First published on May 1, 2001:

I AM convinced that your articles on Malaysian English are a waste of good paper. Americans, Australians, and even the English, do not speak English properly. English is an evolving language witnessed by the fact that the Oxford English Dictionary now incorporates words from many other languages (including Malaysian) that have become a part of everyday English.

Americans use the word “gotten” in most sentences. North Queensland Australians use “eh” at the end of most sentences. Scottish, Welsh and Irish are almost impossible to understand without a lot of practice and patience.

So, what’s wrong with Manglish? It’s no worse than Singlish, Ozlish or Yanklish. Americans, Australians, Kiwis and South Africans are proud of their strange versions of English.

My Australian nephew was recently told to provide a list of 25 Australian words and sayings as a part of his school “English” test.

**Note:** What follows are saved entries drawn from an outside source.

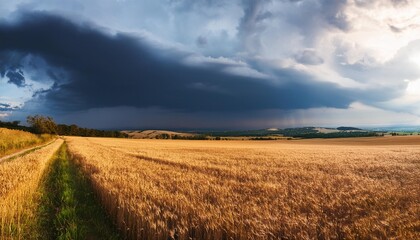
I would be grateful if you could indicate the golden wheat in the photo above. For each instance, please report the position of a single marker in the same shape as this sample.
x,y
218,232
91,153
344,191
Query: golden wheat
x,y
157,189
13,140
19,178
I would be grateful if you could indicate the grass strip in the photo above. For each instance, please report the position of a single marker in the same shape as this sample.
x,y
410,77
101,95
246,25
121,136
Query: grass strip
x,y
69,209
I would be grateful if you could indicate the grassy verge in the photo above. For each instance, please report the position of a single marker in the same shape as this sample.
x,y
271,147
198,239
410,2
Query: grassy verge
x,y
68,208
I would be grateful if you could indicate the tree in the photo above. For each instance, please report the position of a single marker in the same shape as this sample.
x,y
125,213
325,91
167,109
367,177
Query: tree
x,y
41,124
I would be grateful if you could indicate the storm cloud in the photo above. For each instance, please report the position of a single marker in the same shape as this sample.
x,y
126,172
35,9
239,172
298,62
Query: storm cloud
x,y
108,70
211,63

With a bit of my help, he received a 96% pass rate with gems such as “smack us in the eye with a hunk a dodger, mate” (“pass the bread”), and “I dips me lid” (“I take my hat off to you” or “I respect you”).

In Malaysia, English is the third or fourth language for nearly 50% of the population. When I met my partner and her Standard Two daughter six years ago, their English was perfectly understandable, albeit scattered with amusing slices of Manglish.

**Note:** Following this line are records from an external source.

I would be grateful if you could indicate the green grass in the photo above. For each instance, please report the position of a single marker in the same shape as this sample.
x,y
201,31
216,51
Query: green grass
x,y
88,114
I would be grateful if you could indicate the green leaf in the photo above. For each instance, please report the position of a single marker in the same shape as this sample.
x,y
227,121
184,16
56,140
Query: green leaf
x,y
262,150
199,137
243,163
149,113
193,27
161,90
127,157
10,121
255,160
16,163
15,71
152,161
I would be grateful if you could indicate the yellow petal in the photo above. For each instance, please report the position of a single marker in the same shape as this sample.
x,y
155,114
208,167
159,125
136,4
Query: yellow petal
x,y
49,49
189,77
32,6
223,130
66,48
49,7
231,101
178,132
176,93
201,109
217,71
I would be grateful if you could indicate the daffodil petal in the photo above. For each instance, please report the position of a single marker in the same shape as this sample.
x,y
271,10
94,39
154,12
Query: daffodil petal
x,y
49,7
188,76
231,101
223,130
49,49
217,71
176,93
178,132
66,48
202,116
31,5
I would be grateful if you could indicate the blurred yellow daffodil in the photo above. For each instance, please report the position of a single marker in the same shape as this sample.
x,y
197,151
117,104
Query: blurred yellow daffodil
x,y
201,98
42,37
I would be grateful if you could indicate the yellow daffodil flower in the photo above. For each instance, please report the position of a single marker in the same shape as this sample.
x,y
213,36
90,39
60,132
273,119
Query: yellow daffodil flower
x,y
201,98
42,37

I found it very appealing and sensual to hear the language spoken in such an interesting way. When one says “my tyre has lost its flower,” the meaning is quite obvious except to the most stupid person.

During our four-month travel through western Europe last year, we noted that Holland is the only country where English is widely and properly spoken. Switzerland was the worst and in most other countries, we resorted to graphic demonstrations of a chicken flapping its wings to make it clear that we wanted chicken on our baguettes.

The lack of good English in the general population of western Europe has not prevented them from succeeding in the developed world, or in successfully trading with English-speaking countries.

In Australia, you can buy many books teaching “Australian English,” where international tourist promotions say “G day” and “chuck another shrimp on the barbie” (put another prawn on the barbecue). Where are the books on Manglish?

Do we really want to talk like Prince Charles or Queen Elizabeth?

So long as others can understand what you mean, that’s really all that matters. Don’t let any inexperienced, narrow-minded, arrogant, English-speaking foreigner tell you otherwise.